VR tool from the subsea sector finds new home in the aqua industry

A digital platform inspired by virtual reality (VR) that got its start in the subsea energy and oil and gas industry is being retooled for aquaculture and will help safeguard divers on fish farms.

The Fish Site
by The Fish Site
29 September 2022, at 12:00pm
underwater model
VR underwater model

The system uses underwater 3D scanning with images captured by (ROVs) to create a virtual replica of a seafood farm

Led by researchers at the National Manufacturing Institute Scotland (NMIS), operated by the University of Strathclyde, the project was recently awarded funding of around £50,000 from the UK Seafood Innovation Fund (SIF) with additional support from the Sustainable Aquaculture Innovation Centre (SAIC).

Designed to replace existing paper-based dive planning, the system will use underwater 3D scanning with images captured by remotely operated vehicles (ROVs) to create a virtual replica of a seafood farm, supporting divers to plan activities ahead of entering the water.
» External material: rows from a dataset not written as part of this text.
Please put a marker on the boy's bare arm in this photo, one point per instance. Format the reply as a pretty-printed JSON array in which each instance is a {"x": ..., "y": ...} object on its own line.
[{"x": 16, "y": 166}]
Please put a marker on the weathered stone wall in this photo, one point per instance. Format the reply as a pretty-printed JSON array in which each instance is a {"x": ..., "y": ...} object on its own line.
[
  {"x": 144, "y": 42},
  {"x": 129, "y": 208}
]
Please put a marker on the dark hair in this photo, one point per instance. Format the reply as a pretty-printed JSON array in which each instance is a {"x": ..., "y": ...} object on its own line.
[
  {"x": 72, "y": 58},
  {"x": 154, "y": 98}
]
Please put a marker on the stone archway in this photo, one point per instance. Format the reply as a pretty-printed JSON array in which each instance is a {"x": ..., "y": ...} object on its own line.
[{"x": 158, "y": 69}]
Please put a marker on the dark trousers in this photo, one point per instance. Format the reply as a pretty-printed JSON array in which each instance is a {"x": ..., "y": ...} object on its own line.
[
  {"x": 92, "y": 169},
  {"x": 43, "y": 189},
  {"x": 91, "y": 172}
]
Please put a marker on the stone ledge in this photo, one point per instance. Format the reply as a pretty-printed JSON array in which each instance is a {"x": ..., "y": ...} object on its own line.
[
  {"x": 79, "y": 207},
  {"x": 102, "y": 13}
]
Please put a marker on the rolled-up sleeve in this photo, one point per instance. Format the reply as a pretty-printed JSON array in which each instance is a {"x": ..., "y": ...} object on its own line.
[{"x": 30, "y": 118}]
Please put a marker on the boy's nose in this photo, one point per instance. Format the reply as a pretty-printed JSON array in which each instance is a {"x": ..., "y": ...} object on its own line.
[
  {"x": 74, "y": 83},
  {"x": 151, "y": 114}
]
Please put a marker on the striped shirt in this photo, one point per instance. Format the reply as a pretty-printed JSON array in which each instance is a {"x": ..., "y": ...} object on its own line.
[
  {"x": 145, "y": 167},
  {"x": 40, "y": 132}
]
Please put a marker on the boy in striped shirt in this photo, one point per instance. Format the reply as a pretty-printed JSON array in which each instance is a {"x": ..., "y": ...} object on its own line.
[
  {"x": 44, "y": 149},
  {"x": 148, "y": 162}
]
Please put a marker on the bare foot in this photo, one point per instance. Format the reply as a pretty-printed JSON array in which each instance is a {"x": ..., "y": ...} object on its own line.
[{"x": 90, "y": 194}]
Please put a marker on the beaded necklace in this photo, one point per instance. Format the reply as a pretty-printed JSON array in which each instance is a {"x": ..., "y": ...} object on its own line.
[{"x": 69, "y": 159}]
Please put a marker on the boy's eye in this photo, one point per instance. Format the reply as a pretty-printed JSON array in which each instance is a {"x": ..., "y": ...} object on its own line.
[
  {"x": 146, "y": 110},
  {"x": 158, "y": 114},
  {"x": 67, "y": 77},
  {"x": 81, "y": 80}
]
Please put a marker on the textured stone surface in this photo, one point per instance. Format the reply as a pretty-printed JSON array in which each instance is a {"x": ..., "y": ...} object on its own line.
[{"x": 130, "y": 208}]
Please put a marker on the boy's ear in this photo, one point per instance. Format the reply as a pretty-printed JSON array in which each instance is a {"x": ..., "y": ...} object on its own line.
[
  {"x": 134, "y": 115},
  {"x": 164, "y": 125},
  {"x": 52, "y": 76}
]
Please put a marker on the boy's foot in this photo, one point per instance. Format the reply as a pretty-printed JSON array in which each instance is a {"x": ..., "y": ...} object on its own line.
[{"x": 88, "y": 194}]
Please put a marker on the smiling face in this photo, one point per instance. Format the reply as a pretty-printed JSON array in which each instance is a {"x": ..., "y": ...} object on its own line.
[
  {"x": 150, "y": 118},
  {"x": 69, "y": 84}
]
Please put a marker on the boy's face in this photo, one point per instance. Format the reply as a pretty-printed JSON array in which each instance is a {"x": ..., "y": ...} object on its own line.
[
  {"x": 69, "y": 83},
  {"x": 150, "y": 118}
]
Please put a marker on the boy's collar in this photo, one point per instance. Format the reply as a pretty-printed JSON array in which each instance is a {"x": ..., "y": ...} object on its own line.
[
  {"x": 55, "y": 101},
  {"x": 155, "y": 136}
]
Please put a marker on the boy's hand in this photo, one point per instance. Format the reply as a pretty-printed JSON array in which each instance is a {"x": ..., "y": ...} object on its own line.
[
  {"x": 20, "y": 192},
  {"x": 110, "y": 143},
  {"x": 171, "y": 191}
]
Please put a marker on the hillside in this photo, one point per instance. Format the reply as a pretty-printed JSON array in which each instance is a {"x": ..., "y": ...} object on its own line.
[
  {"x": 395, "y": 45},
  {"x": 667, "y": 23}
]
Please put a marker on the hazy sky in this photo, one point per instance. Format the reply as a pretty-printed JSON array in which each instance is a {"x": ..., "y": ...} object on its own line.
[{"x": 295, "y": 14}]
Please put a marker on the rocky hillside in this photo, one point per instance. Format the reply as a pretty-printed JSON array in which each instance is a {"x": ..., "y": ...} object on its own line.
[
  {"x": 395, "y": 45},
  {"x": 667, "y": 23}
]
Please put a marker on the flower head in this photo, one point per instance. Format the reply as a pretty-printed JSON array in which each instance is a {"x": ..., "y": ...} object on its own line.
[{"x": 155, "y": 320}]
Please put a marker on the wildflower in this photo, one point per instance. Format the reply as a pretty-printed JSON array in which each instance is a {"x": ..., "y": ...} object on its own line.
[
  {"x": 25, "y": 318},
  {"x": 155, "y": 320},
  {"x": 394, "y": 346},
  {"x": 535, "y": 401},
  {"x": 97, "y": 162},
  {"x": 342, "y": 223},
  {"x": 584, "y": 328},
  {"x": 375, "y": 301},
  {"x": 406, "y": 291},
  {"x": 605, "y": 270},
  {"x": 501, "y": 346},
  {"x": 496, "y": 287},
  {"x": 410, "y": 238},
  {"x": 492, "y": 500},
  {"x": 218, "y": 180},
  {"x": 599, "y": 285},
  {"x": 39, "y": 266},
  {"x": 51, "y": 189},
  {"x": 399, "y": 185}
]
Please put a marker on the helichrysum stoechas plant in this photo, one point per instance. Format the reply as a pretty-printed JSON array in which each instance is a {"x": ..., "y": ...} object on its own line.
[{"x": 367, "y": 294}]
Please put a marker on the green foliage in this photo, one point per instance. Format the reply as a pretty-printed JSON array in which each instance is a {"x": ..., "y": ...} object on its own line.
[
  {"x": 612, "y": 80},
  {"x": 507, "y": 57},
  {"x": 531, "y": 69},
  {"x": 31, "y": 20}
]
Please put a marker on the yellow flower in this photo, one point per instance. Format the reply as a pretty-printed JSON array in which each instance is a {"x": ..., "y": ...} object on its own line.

Divers will be able to use a mobile, tablet or even a VR headset to gain a better understanding of the fish farm environment through a digital model that can help them to assess the difficulty of the dive, what actions are required in terms of maintenance and cleaning and whether any additional equipment is needed underwater.

person wearing a VR headset
Testing the virtual reality device

In the future, the system could have the potential to become part of a full digital twin

NMIS is working with Ocean Kinetics – a provider of diving services to a range of sectors including aquaculture, energy and renewables – and Viewport 3, specialists in subsea 3D scanning, to create a test platform based on a Scottish Sea Farms site in Shetland.

Awais Munawar, visualisation theme lead – digital factory at NMIS, said,"3D scanning and VR technology is already used in many industries such as aerospace and energy, and there could be a significant opportunity for aquaculture to follow. Of course, there are also challenges to overcome, which is the purpose of this feasibility study. For instance, fish farms are not fixed structures in the way that many oil platforms are, and the environment can be quite different depending on the location and depth of the water.

“We are also looking to test a small 5G network to improve communications as part of diving activity in remote locations. This could be used to update the information captured by the remotely operated vehicles in real-time, as well as being used to alert any nearby vessels to the fact that divers are in the water. In the future, the system could have the potential to become part of a full digital twin, with additional data and images already captured by sites integrated into the platform to give a full picture of the situation under the water.”

Diving is considered one of the most complex and dangerous roles in aquaculture still undertaken manually, but the new digital planning tool could boost health and safety in a range of ways. With better access to information ahead of a dive, it could reduce the time needed in the water, support a better understanding of new or unfamiliar sites, and identify additional training or support needs.

For seafood producers, it could also enhance the efficiency of maintenance programmes, with the images captured by ROVs identifying issues such as the presence of marine growth ahead of divers going underwater. More streamlined dive schedules could also reduce interaction with fish.

Sarah Riddle, director of innovation and engagement at SAIC, said, “this is a great example of how the aquaculture sector can work together with experts in subsea technology, manufacturing and other industries to learn from best practice and accelerate digital transformation. Designed specifically for seafood producers, the new tool could support training, maintenance, inspections and even environmental monitoring, helping to future proof the sector as it continues to grow.”